A Well Tempered Practice Diet - Open Strings

November 5, 2011 at 2:29 AM

During lessons this week I was given an assignment to work through the entire piece (Max Bruch's 'Romanze') with open strings with the caveat to demand nothing less than perfection in my bowing. I didn't fully appreciate how much a challenge this would be until I tried it.

After two sessions at home taking the left hand out of the picture, I apparently don't know what string I'm supposed to be playing without my left hand getting involved, let alone adding any sort of color that can only come from the bow (dynamics, accents, 'color').

It took a tremendous amount of effort to try to play the piece with all of the correct bowing techniques and phrasings without left-hand involvement, even while singing it out loud. All of the deficiencies in my right hand are glaring: weird swellings and dithering of notes in all the wrong places, lack of dynamics, accents that aren't accented, etc. etc.

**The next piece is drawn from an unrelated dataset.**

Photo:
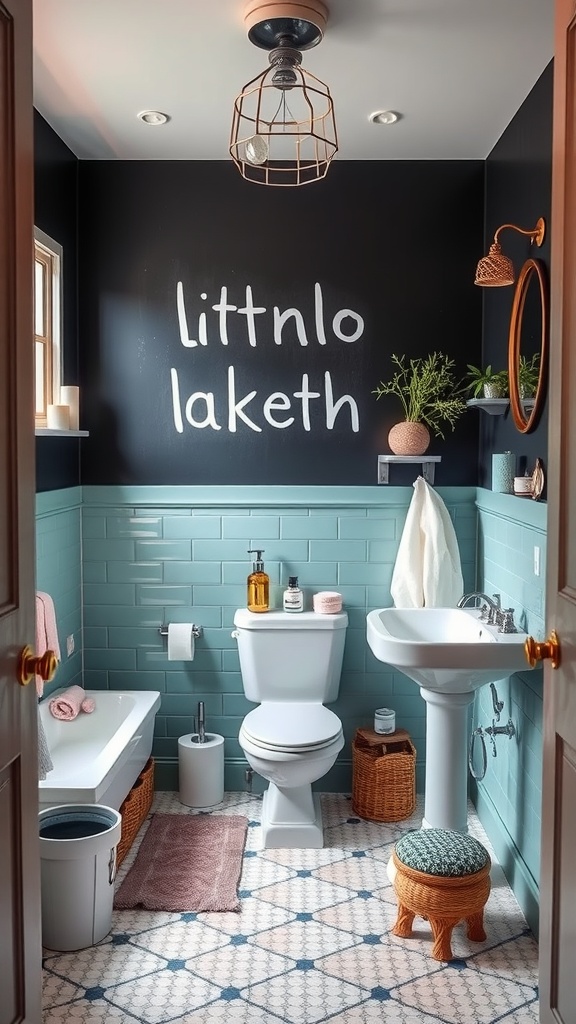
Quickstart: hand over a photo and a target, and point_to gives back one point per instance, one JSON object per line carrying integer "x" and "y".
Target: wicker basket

Once I thought I had one single measure mastered and added the left hand back into the equation. But alas, my bow arm went passive again with all the weird ditherings and lack of color until I removed the left hand once again.

It is much like the trick of rubbing your belly and patting your head in opposite directions...


From Christina C.
Posted on November 8, 2011 at 7:20 PM
another installment in our parallel lives, Mendy. I too have been relegated to mostly open strings, but in my case it's to work on long-tones & playing close to the bridge. It can be pretty gruelling work, but if I stick to it I think the payoff will be huge when it comes to sound projection. I love it when my teacher prescribes things that are so mind-numbingly simple but can lead to such significant results.